A female member of the Academy’s 506-person sound branch said that she had only seen two films in the category:

I didn’t see Mirai, Ralph Breaks the Internet or Incredibles 2. Isle of Dogs? I didn’t like that at all. Spider-Man [Into the Spider-Verse] was fantastic.
My Vote: Spider-Man: Into the Spider-Verse

Meanwhile, a male member of the Academy’s 519-person directors branch said that he’d seen four of the films, but not Mamoru Hosoda’s Mirai, a film whose name he couldn’t even remember:

Is there any doubt about what’s going to win? I swore I’d never vote for a superhero film, but how can you not vote for Spider-Man? The last time I was this excited by the creativity in an animated film was when I saw [2001’s] Shrek. It is a complete work of art and the other nominees aren’t even in the same hemisphere: Incredibles 2 and Ralph Breaks the Internet are the same old stuff; Isle of Dogs is what Wes Anderson has done before; and I’ve not seen the other one [Mirai].
My Vote: Spider-Man: Into the Spider-Verse

This is nothing new: The sad fact is that the majority of the Academy’s 8,000-plus voting members don’t have any regard or appreciation for animation craft, and they prove it year after year.

So, is there anything the Academy can do? It may surprise readers to learn that the Academy has rules in place for most film categories that require voters to watch all the films in those categories.

The following categories require that Academy voters view all the nominated films in a category before voting:

  • Animated Short Film
  • Live Action Short Film
  • Documentary Short Subject
  • Documentary Feature
  • Foreign Language Film Award

That’s every film award category, in fact, except for Best Picture and Best Animated Feature.

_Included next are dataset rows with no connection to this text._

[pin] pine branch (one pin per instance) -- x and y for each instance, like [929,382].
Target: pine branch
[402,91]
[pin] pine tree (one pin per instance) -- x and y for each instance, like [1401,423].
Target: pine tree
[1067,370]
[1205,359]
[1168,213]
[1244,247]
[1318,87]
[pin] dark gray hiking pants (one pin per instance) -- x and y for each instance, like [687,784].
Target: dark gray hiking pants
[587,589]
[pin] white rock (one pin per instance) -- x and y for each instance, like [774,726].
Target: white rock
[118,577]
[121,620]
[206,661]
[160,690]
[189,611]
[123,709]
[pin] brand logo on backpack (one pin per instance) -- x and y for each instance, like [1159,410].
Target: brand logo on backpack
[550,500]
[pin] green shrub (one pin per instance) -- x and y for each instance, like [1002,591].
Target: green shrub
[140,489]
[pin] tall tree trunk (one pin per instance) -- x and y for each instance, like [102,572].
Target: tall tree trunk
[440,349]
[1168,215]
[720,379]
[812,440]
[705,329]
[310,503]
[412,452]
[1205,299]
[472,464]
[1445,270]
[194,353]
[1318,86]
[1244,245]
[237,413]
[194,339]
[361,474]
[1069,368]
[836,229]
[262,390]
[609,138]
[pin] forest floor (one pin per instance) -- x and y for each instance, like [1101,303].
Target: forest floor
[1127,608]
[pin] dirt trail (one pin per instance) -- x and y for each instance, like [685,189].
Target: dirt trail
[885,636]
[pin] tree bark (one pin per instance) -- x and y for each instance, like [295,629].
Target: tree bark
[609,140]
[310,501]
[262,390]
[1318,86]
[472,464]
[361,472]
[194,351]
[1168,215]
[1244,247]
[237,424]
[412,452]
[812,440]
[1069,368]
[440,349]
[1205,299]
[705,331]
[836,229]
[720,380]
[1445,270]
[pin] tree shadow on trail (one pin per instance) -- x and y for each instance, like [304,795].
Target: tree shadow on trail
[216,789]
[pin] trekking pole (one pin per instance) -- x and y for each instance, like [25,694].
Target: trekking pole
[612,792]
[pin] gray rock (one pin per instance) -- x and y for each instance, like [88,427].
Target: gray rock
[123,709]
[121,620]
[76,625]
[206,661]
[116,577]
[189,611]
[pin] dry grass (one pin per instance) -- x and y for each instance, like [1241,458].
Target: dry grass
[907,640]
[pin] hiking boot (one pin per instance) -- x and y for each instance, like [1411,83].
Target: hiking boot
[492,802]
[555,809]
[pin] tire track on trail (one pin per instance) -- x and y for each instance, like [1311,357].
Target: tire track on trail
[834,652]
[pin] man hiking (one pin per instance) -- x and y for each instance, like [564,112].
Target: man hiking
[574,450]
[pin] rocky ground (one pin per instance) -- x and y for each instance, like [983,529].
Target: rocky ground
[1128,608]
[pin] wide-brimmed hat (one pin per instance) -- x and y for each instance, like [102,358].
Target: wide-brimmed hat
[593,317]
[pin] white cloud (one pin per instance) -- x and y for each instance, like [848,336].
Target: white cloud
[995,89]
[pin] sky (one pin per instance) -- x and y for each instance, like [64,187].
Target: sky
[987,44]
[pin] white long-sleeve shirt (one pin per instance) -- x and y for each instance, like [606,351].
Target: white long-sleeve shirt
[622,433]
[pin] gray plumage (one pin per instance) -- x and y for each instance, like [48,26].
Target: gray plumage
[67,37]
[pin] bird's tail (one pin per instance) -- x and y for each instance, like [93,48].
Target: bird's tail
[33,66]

So the question is, why doesn’t the animated feature award follow the rules that have been established for the majority of the other film awards? I’ve got my theories, and you’ve probably got your own.

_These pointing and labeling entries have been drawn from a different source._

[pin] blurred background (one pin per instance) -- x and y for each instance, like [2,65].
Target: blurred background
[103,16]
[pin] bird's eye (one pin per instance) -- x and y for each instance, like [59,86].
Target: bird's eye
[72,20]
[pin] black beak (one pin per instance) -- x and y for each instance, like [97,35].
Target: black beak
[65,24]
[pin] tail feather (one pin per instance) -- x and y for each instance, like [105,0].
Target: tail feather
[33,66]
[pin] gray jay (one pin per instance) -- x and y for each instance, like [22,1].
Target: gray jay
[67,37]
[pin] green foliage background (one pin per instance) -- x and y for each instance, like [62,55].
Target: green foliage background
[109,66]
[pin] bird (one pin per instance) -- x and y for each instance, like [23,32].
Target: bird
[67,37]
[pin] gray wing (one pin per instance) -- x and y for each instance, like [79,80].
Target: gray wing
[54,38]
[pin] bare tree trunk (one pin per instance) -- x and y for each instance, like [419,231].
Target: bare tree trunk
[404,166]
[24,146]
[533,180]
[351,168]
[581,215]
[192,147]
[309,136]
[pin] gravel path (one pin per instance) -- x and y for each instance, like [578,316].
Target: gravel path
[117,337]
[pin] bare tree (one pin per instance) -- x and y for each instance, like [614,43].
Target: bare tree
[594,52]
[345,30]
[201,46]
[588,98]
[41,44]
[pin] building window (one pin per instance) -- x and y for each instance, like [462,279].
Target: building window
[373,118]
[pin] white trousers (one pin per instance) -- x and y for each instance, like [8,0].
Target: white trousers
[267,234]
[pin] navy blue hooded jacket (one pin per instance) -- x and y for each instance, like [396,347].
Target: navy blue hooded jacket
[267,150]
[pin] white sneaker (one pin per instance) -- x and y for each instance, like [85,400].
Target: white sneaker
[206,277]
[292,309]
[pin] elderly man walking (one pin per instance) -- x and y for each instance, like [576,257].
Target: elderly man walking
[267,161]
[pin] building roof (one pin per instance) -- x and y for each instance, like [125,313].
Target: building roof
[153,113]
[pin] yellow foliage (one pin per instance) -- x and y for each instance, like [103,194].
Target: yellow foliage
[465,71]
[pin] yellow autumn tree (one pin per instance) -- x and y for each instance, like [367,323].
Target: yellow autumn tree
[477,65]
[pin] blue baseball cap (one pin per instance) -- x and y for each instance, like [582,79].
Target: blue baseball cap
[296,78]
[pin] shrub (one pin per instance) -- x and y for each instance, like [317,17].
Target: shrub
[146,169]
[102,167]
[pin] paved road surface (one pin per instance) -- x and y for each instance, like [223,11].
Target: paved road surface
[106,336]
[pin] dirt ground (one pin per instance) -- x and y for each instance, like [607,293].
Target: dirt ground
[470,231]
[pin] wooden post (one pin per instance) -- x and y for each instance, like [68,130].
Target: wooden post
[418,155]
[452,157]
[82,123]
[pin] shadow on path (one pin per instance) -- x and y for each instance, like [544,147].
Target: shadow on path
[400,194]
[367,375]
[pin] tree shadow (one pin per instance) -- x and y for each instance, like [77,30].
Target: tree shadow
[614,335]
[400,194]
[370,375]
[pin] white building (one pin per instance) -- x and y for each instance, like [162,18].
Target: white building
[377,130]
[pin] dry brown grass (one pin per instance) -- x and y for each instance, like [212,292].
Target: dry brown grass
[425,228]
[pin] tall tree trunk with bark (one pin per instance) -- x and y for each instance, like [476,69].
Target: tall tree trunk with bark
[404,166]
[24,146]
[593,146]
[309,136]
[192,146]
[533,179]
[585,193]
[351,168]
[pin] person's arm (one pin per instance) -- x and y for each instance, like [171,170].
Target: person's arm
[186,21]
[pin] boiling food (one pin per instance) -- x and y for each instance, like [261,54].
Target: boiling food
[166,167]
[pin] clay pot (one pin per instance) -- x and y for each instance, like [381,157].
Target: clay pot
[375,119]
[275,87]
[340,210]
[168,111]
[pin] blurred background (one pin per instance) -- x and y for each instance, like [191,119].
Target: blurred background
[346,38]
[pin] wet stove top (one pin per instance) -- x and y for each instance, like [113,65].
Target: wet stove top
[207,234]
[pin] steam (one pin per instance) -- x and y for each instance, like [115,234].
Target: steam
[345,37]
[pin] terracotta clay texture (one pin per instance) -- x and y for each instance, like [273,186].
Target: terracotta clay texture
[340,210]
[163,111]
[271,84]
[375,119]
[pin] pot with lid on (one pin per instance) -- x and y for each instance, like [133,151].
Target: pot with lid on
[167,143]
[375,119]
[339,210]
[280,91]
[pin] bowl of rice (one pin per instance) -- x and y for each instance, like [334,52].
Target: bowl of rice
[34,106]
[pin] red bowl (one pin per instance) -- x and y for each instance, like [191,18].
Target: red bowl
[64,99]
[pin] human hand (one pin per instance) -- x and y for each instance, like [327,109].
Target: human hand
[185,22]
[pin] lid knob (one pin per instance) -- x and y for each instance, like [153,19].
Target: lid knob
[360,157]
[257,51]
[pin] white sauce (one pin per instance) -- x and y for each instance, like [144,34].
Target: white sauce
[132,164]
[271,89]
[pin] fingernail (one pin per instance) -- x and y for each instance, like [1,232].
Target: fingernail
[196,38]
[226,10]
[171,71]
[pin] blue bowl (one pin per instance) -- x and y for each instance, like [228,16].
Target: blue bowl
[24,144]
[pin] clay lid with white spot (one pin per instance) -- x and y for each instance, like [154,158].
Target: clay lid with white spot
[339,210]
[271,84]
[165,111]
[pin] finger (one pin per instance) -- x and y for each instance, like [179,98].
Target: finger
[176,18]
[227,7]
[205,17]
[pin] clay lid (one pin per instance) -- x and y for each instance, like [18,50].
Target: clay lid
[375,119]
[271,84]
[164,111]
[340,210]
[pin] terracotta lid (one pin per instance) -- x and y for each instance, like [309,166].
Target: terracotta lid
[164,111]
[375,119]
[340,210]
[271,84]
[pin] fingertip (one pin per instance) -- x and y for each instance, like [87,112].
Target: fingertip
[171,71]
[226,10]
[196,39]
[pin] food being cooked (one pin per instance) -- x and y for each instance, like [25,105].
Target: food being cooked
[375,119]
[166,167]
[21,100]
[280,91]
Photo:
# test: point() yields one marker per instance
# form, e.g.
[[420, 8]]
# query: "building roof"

But the bottomline is that this is a very simple rule change that would positively impact the quality and diversity of winners selected in the animated feature category. The Academy rules for each category are set by the the individual craft branches of the Academy, and in the case of feature animation, that authority belongs to the Short Films and Feature Animation Branch Executive Committee.

Regardless of who wins the Oscar tonight, it’s time for the animation world to demand that the Academy begins treating animation with the respect it deserves. At the very least, filmmakers deserve to have their hard work viewed by the people who are judging their work. Anything less than that is an insult to the animation community.